While some significant historical structures were preserved, the city was redesigned from the ground up in the neo-classical style: streets were straightened and widened, new boulevards and squares were created. From Sovetskaya pl. for example, smaller streets go out in a star shape; the center is the Prophet-Elias Church, to which visitors are particularly attracted by its wonderful frescoes: in the paintings dedicated to the prophet Elias and his student Elisa, light colors such as sky blue and pink combine with intense green and yellow tones to create a harmonious one Entire. Hardly any other Russian city has so many perfectly shaped masterpieces of wall painting as in Yaroslavl. Like most of them, the frescoes in the Prophet Elias Church were created in the 17th century, which can be considered the city’s golden age. Not only was trade progressing, art developed to full bloom and helped Yaroslavl to gain a high reputation throughout Russia.

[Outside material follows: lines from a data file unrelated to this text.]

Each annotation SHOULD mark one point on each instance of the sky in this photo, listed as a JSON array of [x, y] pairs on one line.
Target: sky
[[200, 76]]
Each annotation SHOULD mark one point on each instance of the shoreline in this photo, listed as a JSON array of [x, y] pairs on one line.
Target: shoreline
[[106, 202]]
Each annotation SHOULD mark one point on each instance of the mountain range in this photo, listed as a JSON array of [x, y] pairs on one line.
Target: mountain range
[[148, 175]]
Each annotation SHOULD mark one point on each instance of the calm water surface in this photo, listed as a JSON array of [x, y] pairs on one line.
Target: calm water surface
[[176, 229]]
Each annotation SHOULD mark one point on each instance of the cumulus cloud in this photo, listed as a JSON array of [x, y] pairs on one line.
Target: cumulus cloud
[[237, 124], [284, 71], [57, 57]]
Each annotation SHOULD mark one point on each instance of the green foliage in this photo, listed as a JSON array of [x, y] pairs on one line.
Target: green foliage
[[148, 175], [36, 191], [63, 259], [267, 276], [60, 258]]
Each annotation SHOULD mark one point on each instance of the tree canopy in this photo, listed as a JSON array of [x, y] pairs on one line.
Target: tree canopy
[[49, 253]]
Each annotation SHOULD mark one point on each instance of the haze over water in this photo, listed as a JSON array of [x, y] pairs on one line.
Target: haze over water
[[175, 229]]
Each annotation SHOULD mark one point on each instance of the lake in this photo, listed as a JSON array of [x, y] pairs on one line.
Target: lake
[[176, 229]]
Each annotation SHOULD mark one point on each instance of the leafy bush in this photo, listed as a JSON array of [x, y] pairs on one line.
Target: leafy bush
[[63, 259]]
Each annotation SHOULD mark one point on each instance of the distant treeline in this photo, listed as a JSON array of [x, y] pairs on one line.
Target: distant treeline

The old merchant town seems almost littered with magnificent buildings that testify to the high mastery of old Russian architectural art. Countless onion domes and bell towers rise up into the sky from the churches, monasteries and magnificent cathedrals. The historical buildings are mostly harmoniously combined with the new buildings, which identify Yaroslavl as a modern industrial and port city. The oldest monastery complex in Yaroslavl is the Christ-Transfiguration Monastery, which was founded in the 12th century, although the stone buildings still preserved today were only built from the 16th century, including the cathedral with its strict geometric shapes and clear lines. Inside the typical cross-domed church with its golden head and two smaller.
From the monastery complex, the view falls on the opposite bank of the Kotorosl. The richly decorated church ensemble in Korovniki, consisting of the Church of St. John Chrysostom and the Church of the Virgin of Vladimir, rises up there like a fairy tale and lonely. The connecting elements between the two buildings are the Holy Gate and a narrow bell tower. When the sun is in a certain position in the late afternoon, its rays make the green glazed tiles and the golden moldings on the deep red brick background of the ensemble sparkle. The glaze tiles, often provided with imaginative motifs, decorate the Jaroslav churches and give them their unmistakable beauty. As a substitute for the art of limestone cutting, the often very colorful tiles were used in the 15th.
According to ethnicityology, Yaroslavl is today the largest and one of the most famous old Russian cities of the “Golden Ring”, which winds around the capital Moscow. Some of the cities belonging to the ring were already centers of trade, secular and religious power when Moscow did not even exist. So also Yaroslavl, which is over a hundred years older. The numerous stone churches with their magnificent mosaics, magnificent iconostases and precious church treasures have survived wars and the years of socialism well and they make Yaroslavl a unique cultural landscape that invites visitors to explore Russian culture and tradition outside of Moscow and St. Petersburg.